A variety of inventors, many from the male-oriented tailor trade, “sought to ‘reduce’ the feminine art of dressmaking to a science” during the nineteenth century.

 

 
But as Gamber shows, that division of labor was toppled by men who “democratized” fashion while stripping the women who had once dominated it of their markets, their skills, and their authority.
 
“Condescending at best, deprecating at worst,” writes Gamber, a variety of inventors, many from the male-oriented tailor trade, “sought to ‘reduce’ the feminine art of dressmaking to a science” during the nineteenth century. These innovators created a variety of inventions and systems designed to make dressmaking easier and more efficient and to reach a broader market.
 
Those attempts had a cascade of effects. They superimposed tailoring methods specific to men’s clothing on women’s garments in an attempt to create silhouettes that could only be achieved through bespoke techniques that relied on careful cutting, pinning, and construction. The new systems couldn’t replicate the services of a professional dressmaker, producing amateurish results.
 
But despite their inadequacy, the “scientific” dressmaking systems hurt dressmakers. Since these new systems needed buyers, they were marketed to both professionals and amateurs, blurring those boundaries and linking dressmaking to domestic labor, not skilled work. They challenged the longstanding authority of women who had worked hard to acquire their artisanal skills. And those women who did create similar systems couldn’t compete with the industrial and marketing might of men who had long since been welcomed into the mostly-male world of business and commerce.
 
Then came the death blow: paper patterns that were “graded” to fit different sizes. Patterns were already widely available in women’s magazines, Gamber notes, but women were expected to do their own calculations and alterations to make them fit.

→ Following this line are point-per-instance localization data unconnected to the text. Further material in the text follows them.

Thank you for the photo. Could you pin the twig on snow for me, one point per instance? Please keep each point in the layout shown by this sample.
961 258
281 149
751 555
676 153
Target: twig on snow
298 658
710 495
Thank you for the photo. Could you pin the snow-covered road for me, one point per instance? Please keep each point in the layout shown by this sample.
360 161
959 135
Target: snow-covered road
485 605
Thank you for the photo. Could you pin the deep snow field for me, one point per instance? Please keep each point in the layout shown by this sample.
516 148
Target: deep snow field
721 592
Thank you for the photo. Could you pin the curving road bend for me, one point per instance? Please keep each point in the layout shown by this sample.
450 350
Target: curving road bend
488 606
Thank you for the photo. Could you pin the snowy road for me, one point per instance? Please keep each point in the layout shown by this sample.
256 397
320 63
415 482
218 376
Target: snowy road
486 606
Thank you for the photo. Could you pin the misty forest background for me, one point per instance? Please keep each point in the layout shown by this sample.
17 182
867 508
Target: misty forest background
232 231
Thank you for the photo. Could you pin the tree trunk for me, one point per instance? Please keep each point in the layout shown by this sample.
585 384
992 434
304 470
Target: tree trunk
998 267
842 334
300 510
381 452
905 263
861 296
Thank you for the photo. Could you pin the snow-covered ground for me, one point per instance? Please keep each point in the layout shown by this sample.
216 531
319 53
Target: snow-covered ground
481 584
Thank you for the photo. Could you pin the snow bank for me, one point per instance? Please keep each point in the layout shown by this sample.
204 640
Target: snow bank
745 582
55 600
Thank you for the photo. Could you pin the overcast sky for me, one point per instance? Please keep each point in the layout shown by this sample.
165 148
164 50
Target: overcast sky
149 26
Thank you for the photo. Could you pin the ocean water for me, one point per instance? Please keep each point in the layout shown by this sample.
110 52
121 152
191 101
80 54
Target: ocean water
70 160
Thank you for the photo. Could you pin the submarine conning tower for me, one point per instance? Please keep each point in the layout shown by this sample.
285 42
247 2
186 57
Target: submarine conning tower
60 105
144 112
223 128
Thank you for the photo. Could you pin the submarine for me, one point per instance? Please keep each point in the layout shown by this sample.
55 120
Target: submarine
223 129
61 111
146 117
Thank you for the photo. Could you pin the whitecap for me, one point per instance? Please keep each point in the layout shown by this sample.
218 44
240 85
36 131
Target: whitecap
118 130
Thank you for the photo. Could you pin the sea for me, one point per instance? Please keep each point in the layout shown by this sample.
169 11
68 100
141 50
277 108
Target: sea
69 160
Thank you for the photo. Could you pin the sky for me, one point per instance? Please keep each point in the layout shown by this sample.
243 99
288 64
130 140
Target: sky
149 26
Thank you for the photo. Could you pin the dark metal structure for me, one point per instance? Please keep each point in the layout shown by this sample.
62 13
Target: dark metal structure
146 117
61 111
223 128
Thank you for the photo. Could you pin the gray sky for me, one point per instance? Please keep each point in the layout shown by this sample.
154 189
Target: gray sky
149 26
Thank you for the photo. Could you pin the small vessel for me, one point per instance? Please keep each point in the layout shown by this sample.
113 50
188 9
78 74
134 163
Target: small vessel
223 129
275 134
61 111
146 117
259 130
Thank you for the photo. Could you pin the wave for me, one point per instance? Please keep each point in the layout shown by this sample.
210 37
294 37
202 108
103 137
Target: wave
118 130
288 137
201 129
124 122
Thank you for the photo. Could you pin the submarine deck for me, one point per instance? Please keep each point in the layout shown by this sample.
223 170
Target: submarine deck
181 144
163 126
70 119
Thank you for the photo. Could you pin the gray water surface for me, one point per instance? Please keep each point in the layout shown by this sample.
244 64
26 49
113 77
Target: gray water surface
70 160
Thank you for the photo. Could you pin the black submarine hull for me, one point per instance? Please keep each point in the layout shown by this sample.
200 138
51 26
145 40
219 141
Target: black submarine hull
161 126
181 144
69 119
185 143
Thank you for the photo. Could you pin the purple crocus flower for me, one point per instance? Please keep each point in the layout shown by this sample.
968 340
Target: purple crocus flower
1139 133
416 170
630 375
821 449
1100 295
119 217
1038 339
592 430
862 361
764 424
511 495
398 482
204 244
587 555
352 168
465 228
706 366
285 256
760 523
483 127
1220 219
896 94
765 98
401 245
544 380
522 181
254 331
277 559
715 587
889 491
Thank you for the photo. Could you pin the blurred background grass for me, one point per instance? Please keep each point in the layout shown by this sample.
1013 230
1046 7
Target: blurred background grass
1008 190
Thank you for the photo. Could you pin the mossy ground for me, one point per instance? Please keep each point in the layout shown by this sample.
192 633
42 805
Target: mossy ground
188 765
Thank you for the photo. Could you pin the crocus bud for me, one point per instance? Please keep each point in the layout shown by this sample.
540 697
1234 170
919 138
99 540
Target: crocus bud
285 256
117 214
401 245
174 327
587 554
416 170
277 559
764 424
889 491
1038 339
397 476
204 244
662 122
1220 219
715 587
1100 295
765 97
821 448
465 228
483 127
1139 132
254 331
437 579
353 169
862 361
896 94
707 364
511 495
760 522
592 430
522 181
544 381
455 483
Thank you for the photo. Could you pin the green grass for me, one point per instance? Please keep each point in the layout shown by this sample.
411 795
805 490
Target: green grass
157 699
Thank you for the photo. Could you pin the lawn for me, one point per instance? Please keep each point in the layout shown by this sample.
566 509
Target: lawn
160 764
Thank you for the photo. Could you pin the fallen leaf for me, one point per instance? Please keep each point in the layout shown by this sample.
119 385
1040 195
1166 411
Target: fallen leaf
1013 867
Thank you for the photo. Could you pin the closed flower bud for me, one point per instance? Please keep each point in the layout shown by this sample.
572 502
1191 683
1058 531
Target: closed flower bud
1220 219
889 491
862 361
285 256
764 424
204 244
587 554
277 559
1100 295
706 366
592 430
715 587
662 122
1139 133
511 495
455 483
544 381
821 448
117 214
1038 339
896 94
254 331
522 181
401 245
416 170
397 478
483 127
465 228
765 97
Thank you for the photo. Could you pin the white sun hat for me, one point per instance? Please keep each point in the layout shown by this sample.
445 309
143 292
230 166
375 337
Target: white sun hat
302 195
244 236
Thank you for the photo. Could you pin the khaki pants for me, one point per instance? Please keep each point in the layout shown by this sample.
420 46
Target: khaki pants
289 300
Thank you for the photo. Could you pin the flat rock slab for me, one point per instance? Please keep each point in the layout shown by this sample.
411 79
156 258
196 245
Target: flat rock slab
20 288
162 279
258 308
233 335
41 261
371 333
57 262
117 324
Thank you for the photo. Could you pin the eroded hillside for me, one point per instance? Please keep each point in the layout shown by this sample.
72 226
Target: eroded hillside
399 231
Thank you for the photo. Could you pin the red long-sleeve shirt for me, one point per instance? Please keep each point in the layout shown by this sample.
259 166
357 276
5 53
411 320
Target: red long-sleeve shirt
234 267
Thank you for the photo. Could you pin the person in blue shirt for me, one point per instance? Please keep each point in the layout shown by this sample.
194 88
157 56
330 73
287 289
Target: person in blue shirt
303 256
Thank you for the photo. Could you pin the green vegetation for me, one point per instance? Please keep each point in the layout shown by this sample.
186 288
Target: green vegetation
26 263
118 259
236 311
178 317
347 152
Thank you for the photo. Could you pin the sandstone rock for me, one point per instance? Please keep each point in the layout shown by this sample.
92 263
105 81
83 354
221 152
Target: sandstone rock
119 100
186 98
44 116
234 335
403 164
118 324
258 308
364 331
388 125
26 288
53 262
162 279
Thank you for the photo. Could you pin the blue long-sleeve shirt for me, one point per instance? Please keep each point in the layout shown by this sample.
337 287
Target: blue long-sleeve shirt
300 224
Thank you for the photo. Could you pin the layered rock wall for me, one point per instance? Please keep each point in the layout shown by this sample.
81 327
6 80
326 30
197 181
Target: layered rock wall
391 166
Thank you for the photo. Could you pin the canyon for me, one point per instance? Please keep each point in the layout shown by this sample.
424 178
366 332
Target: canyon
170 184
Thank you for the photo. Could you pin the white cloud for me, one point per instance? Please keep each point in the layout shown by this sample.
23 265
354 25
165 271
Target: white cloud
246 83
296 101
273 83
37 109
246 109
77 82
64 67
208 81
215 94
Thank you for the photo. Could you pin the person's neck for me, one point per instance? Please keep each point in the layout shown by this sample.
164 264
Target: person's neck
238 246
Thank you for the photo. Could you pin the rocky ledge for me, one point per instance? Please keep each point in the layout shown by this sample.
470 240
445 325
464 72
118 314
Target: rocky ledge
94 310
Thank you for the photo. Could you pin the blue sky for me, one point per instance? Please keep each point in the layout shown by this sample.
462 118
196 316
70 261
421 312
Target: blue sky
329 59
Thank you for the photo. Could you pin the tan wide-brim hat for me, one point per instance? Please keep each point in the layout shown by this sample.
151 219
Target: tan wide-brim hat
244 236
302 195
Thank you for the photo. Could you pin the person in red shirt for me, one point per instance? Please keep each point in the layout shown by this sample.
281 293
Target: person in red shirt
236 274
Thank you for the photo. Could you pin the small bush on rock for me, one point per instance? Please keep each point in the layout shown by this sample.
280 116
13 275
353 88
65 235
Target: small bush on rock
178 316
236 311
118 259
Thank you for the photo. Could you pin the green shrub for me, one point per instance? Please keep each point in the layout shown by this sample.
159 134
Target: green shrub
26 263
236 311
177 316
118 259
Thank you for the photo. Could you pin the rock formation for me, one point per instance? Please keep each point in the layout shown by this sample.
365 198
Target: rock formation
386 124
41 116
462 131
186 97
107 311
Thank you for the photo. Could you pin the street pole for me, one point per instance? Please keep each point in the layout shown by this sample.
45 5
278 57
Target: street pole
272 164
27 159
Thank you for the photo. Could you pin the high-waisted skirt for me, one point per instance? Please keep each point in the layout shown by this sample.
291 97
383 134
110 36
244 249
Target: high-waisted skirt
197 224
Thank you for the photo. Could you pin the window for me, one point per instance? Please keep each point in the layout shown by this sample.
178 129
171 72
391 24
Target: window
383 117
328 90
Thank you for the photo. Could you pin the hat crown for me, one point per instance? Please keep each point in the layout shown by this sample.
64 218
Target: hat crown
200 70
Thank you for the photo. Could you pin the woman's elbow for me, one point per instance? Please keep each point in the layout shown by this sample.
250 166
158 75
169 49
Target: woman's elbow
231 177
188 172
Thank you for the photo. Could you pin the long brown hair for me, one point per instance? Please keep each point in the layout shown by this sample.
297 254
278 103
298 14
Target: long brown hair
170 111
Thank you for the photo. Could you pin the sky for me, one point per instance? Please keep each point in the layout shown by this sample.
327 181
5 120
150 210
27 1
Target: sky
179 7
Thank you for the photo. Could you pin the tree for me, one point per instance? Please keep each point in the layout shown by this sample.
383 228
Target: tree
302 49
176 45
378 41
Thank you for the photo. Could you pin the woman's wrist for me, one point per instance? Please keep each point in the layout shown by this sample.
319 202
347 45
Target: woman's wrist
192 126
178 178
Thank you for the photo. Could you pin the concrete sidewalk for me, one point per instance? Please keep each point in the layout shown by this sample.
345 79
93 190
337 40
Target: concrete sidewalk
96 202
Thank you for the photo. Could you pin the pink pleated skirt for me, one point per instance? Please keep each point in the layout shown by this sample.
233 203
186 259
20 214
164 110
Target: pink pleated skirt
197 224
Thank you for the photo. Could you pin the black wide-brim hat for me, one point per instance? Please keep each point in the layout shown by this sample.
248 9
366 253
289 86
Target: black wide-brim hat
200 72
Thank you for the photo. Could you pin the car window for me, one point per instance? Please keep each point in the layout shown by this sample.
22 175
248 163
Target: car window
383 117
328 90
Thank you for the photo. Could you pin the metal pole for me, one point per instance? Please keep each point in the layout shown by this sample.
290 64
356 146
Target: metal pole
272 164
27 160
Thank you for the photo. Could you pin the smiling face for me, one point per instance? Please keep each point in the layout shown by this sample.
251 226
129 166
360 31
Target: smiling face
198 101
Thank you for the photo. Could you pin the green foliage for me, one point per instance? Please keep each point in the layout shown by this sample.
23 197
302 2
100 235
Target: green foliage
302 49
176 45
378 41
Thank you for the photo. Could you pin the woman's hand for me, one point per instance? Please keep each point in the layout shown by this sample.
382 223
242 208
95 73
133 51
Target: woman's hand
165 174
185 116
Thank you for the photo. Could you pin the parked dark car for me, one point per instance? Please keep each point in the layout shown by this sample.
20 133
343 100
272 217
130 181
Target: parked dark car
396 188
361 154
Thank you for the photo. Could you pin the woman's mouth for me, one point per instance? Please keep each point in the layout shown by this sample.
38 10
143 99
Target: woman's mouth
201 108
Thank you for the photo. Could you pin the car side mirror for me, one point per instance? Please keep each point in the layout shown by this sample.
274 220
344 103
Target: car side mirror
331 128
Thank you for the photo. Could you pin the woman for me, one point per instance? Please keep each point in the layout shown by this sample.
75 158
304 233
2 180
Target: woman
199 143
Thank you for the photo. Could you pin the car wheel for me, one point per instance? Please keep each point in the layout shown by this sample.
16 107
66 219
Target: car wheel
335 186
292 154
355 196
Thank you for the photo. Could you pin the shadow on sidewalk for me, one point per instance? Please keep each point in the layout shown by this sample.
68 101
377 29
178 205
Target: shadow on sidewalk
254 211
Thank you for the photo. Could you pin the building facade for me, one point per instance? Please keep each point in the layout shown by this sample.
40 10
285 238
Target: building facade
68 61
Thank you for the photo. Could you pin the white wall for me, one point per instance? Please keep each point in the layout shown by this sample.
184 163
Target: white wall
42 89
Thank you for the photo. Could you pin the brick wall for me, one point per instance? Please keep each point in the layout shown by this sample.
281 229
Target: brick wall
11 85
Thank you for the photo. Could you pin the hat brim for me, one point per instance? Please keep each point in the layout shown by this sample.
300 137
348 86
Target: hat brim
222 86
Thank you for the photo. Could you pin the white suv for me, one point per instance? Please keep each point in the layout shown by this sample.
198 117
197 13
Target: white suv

In 1867, however, Ebenezer Butterick invented the graded pattern, and a variety of other men followed suit.
 
“The same development that heralded ‘democracy’ for the consumer threatened penury for the dressmaker,” writes Gamber—and thus waned the authority and ascendance of these independent women. Dressmakers no longer dominate the world of women’s clothing, and the expertise of generations has been subsumed by the world of businessmen.